Pochi giorni fa alla presentazione della ricerca annuale condotta da Ermeneia "Ospedali & Salute 2018" (diretta dal serissimo e competente Nadio Delai) mi ha colpito un dato: il 73,2% di chi ha avuto una recente esperienza di pronto soccorso in Italia dichiara di avere ricevuto una prestazione più che adeguata o adeguata, cui si aggiunge un 16% di giudizi che danno comunque la sufficienza al servizio ricevuto.

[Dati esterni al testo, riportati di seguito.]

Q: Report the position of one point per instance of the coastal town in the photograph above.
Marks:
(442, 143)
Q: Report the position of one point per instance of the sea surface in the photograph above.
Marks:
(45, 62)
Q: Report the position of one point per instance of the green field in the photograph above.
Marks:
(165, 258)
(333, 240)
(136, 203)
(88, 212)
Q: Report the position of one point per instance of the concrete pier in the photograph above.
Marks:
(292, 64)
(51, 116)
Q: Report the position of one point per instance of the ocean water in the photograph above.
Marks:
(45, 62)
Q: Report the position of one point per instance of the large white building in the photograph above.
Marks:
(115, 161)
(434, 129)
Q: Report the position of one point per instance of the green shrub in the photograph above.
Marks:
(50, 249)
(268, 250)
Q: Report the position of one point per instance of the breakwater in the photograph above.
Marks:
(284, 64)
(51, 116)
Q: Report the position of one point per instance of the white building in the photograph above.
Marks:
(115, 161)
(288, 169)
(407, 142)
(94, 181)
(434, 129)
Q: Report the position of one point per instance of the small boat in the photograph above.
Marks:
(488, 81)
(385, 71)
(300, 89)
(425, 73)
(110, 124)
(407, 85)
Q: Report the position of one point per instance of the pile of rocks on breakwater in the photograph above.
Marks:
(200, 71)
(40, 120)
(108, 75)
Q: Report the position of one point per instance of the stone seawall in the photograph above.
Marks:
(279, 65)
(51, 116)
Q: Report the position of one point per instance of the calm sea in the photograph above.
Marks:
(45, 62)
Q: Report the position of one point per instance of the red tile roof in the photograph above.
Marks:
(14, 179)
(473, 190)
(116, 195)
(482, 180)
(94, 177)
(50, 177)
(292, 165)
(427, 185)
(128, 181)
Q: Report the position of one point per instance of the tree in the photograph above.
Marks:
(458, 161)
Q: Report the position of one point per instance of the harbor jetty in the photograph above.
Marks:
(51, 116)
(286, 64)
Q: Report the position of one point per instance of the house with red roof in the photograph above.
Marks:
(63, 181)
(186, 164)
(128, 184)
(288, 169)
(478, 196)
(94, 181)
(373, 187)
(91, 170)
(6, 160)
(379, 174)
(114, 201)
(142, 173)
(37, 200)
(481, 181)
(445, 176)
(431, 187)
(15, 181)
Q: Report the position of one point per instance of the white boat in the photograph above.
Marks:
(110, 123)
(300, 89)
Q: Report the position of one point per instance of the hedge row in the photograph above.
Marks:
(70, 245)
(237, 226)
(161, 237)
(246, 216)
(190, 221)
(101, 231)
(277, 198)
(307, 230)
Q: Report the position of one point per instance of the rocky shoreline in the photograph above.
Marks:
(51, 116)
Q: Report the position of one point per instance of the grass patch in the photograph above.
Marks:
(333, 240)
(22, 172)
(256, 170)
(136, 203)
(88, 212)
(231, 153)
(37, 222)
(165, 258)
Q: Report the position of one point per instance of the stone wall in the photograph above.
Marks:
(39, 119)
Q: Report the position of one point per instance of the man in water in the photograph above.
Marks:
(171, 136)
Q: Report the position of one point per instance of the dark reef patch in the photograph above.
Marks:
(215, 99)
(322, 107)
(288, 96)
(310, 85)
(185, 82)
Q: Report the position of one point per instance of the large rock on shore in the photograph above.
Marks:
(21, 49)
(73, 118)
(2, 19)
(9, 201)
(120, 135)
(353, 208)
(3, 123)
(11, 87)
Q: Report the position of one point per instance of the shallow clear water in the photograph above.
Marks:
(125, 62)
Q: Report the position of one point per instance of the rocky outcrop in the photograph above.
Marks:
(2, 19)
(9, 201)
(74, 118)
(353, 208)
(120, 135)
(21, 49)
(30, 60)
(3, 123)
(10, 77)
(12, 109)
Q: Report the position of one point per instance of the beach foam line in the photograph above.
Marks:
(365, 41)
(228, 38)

Solo l’8% del campione (costituito da pazienti e caregiver) si è dischiarato insoddisfatto e solo il 2% ha rinunciato ad essere visitato perché l’attesa era troppo lunga (vedi tabella 28 a pagina 199 del rapporto).
Stiamo di fronte a percentuali di gradimento che oggi non ottengono nemmeno le istituzioni (ormai pochissime, Presidenza della Repubblica, Chiesa cattolica…) più amate dagli Italiani, che dovrebbero inorgoglire la sanità ma anche noi cittadini, tutti, cronisti compresi, che ne usufruiamo.
Questo non vuol dire rinunciare alla critica e alla denuncia delle cose che non vanno. Ma sulla base di quanto abbiamo visto in quel filmato e di quanto letto, con la smentita netta e precisa di Tor Vergata, riteniamo che, forse, questa volta è stato denunciato il nulla.